Friday, May 12, 2006

jumping the shark

this winter, dear reader, when we talk about where it all went wrong, i imagine a great many people will remember today's game against the padres. teams headed in opposite directions -- san diego winners of 11 of the last 12, the cubs losers of 11 of the last 13 -- clashed this afternoon, and a lost year took a sharp turn into the surreal.

some of the cubs worried about the reception that would be waiting for them coming off the team's worst road trip in 35 years, but no one could have predicted that a small, sedate crowd braving horrible may weather could have been so incited to disgust and disillusionment by the day's events.

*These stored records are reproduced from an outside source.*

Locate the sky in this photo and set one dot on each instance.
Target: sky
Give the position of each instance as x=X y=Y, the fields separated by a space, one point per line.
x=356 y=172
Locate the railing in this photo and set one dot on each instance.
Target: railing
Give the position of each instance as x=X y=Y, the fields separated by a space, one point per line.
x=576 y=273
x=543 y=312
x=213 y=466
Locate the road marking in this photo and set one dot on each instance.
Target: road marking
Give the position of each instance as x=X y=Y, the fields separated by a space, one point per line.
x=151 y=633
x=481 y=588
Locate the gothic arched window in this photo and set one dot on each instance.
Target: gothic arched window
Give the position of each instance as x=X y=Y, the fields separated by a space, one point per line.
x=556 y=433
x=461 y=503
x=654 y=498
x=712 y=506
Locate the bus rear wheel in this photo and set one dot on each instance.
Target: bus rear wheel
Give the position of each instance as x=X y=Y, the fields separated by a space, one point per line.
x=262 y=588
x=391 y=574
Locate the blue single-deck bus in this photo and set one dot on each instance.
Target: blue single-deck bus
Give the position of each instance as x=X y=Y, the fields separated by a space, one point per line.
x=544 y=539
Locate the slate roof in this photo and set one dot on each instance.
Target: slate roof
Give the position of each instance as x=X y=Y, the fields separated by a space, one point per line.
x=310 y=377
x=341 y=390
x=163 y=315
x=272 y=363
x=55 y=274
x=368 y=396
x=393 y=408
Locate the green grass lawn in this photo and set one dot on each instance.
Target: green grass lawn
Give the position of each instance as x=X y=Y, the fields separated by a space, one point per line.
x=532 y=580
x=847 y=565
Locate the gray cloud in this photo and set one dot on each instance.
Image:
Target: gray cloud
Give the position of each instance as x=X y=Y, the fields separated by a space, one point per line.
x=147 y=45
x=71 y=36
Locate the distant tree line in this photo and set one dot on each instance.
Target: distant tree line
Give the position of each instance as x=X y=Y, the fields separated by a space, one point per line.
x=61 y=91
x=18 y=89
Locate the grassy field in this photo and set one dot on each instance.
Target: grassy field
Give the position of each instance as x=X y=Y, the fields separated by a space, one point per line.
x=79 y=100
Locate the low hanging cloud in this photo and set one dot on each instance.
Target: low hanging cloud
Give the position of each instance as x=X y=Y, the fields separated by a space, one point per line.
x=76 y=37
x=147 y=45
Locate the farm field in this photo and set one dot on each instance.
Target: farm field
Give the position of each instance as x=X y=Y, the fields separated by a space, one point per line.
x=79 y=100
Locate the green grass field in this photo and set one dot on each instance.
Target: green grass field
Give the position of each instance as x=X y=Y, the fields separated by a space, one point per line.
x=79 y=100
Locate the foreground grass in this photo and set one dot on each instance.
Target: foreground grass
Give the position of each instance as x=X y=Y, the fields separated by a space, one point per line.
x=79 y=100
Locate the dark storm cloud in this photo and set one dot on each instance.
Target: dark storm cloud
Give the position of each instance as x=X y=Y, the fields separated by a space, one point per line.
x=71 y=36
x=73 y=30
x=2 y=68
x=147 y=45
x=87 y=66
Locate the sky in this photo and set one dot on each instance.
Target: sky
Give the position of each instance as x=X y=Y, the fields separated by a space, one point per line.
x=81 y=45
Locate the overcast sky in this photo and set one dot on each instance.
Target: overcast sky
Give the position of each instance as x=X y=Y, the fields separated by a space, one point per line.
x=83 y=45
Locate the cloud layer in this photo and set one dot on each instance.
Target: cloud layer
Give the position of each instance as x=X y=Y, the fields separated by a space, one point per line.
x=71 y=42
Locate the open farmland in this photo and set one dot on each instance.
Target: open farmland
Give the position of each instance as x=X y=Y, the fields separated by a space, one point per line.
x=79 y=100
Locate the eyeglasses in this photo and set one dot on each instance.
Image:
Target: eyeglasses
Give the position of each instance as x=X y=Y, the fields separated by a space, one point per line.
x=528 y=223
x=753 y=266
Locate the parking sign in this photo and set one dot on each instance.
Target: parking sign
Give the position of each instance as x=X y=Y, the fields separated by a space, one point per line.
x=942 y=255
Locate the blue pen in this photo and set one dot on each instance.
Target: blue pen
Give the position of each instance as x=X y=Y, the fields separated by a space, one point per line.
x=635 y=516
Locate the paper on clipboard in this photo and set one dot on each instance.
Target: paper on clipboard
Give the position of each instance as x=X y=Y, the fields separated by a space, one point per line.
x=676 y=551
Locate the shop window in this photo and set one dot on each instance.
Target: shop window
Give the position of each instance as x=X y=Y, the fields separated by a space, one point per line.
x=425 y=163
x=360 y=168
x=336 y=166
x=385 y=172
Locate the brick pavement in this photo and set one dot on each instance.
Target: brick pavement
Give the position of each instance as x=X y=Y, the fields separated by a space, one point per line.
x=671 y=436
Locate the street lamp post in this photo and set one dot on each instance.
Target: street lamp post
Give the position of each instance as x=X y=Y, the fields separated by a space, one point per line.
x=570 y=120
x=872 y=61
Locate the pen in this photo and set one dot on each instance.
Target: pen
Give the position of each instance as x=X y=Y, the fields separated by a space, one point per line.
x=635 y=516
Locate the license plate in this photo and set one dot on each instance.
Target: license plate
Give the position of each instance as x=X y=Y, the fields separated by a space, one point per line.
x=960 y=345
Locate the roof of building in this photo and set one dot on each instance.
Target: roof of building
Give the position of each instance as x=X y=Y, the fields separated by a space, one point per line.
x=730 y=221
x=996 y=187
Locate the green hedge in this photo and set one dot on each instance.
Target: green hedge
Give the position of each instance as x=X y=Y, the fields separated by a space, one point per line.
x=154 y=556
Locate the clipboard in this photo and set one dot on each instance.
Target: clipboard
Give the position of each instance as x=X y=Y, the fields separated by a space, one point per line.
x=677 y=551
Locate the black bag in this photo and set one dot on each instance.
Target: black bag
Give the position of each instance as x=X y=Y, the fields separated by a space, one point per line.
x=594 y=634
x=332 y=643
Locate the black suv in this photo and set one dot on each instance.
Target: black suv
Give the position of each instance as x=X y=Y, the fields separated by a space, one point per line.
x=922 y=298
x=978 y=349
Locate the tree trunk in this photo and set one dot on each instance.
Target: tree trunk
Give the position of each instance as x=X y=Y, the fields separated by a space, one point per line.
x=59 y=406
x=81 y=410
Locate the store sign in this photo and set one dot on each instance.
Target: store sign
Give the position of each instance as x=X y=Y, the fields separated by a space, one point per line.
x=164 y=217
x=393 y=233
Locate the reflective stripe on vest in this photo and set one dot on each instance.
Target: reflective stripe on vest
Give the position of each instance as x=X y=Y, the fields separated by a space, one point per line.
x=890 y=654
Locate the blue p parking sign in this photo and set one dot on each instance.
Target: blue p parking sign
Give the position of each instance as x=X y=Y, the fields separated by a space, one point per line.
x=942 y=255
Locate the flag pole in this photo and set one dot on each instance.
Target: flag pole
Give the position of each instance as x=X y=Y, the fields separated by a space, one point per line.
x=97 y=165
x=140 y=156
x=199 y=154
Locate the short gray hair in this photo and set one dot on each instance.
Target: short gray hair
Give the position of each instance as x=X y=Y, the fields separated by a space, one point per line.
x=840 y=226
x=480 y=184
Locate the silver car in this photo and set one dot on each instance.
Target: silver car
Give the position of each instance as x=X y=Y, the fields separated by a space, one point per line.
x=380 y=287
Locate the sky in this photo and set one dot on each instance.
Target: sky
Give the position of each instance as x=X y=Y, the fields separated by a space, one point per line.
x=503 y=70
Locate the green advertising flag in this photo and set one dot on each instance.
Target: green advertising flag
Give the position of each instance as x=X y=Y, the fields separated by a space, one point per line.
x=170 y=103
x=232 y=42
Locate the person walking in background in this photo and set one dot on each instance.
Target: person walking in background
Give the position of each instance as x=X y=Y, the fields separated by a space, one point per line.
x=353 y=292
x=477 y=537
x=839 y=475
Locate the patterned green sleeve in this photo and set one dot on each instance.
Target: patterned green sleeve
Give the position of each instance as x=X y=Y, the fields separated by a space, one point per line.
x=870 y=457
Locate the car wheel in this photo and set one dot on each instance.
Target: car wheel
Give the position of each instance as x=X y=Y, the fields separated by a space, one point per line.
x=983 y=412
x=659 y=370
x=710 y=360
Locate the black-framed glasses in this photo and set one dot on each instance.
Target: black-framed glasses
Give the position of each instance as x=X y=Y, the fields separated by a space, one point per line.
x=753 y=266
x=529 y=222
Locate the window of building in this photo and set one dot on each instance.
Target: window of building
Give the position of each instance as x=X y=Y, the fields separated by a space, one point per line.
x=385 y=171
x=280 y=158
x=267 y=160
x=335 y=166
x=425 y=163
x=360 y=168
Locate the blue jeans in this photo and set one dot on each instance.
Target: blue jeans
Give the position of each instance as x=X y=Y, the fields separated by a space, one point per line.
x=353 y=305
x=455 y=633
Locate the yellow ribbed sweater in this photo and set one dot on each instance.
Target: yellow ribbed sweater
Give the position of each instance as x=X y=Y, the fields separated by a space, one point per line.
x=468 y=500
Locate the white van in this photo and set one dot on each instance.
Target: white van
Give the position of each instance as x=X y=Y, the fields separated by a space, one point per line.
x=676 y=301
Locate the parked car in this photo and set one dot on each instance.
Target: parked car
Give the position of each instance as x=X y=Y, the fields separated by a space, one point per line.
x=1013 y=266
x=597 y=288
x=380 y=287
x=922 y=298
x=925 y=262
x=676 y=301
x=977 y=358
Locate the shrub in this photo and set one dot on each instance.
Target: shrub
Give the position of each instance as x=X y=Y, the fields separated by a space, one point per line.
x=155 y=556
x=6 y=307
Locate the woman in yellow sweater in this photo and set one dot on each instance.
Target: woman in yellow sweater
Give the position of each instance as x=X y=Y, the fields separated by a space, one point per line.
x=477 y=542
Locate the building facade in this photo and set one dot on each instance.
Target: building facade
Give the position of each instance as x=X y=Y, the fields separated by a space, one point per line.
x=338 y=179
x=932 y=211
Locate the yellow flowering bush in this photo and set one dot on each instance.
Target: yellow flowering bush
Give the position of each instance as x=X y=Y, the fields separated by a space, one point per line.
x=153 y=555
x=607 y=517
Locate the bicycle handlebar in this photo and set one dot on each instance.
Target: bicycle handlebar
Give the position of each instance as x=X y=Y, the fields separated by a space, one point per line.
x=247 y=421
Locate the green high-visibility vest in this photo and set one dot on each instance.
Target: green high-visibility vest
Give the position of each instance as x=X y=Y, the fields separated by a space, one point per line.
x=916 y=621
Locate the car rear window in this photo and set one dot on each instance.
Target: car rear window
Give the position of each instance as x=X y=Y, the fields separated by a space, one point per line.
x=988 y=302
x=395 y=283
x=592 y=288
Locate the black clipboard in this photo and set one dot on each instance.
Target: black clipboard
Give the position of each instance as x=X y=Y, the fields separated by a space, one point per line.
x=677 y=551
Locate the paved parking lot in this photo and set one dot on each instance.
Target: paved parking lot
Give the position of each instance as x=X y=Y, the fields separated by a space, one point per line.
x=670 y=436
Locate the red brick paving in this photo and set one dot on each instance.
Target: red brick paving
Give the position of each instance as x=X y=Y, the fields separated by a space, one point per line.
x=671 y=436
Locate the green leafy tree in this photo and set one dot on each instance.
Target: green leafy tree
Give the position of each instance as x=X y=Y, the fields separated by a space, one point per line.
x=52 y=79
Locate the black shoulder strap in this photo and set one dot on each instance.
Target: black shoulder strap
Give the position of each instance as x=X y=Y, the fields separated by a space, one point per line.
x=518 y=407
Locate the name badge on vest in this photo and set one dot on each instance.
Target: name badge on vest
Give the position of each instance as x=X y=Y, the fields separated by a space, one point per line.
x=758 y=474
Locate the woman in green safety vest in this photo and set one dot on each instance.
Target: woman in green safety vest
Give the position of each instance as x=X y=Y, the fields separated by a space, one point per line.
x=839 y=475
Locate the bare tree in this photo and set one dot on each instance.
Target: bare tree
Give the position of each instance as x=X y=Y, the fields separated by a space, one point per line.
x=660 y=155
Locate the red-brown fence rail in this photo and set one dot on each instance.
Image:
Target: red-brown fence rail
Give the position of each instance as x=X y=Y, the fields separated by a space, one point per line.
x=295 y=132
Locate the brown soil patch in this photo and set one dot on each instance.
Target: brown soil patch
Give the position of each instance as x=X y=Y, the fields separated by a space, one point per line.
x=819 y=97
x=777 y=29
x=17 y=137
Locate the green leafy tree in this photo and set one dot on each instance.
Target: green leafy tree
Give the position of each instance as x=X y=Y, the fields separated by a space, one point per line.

angel guzman spent the first three innings reminding everyone in the park about how desperate the starting pitching situation has been thusfar. though padre starter woody williams came up limp on the bases in the second and left the game, guzman's pitching -- three innings, three hits, five walks and two runs on 88 pitches -- seemed to ensure that trouble was afoot.

but it wasn't until the san diego fifth that the wheels came off yet again. with glendon rusch on in relief and having already given up a run in the fourth to make it 3-2 san diego, vinny castilla singled to lead off. adrian gonzalez then started the fun with another single to center. ronny cedeno fielded the cutoff to hold castilla at second -- but, bizarrely, cedeno then flipped the ball to third base umpire larry poncino. presumably, a frustrated cedeno believed the ball dead. it wasn't. castilla and gonzalez both moved up one and the rout was on.

after a josh barfield popout, eric young pinch-hit for the pitcher and drew a walk from rusch to load the bases. leadoff hitter dave roberts -- who did so much to help sweep the cubs over last weekend in san diego -- promptly grounded to short, where cedeno flipped to neifi perez to get young. the ball wasn't well hit -- neifi had no chance to get the speedy roberts -- but he threw the ball anyway. it got past a surprised mabry -- error to neifi, castilla and gonzalez coming home, roberts to second to make it 5-2 with two away.

roberts, sensing the disarray, promptly stole third on the next pitch.

mike cameron then stepped back in and lined a double to left. roberts in easily, 6-2 padres. cub catcher michael barrett then showed again the lack of discipline that we've come to expect from dusty baker's teams in barking after roberts -- benches cleared, but no melee. many would suggest that any sign of life from this dying team is a positive -- but barrett's outburst struck this writer as yet another example of the petulance that baker enables so well.

next was slugger brian giles. with order restored, in a manner of speaking, giles singled up the middle -- cameron in to put the punchline to barrett's setup, 7-2 padres. that was it for rusch -- 1.2 ip, 7 hits, 1 walk, no strikeouts, five runs in and a man on first.

reliever scott williamson then came in to take is warmup tosses and did something remarkably strange. williamson clearly did not feel comfortable on the mound -- and with boos raining down from every corner of wrigley, who would? but in a fit of agitation that can only be described as surreal, he called the trainer out to the mound to cut the long sleeves off his undershirt.

the scene is hard to articulate -- perhaps this page will have to rely on game six of the 2003 nlcs to convey the feeling properly. there was a moment in the eighth inning of that game when it became crystalline that the season was over. odd events took sequence with bad play and poor decisions, and the very stars seemed to cross, inverting the world but revealing a glimpse of the future. such moments were in ancient times and sometimes are still by some described in terms of divine intervention. my friend ccd and i left the park that night knowing -- not feeling, not predicting, but knowing -- that game seven would be fruitless. and it was.

williamson standing on the mound having his sleeves cut off was an image of such high ironic absurdity that there seemed little doubt to this writer that the season was over in a way that statistics, however evidenciary, rational and confirming, cannot really ever tell.

of course, the denouement remained. williamson served a single to mike piazza which pushed giles to second. khalil greene -- the ninth batter of the inning -- then drove a ball out to matt murton in left. the hapless murton could but help to commit the third cub error of the inning, allowing giles around to score, piazza to third, greene to second -- 8-2 padres.

these words are written even as the game continues, now 8-4 in the eighth. but it hardly matters. just as the 2003 season had definitely and finally ended that stunning october night in the eighth inning, the 2006 season ended definitely and finally and beyond all hope of reclamation today. whatever doubt may have existed is wiped away, and new ground must be sought for hope.

the only question that now remains to be answered is whether or not this team can recover its senses to avoid a mirthless spiral to 90 losses or worse.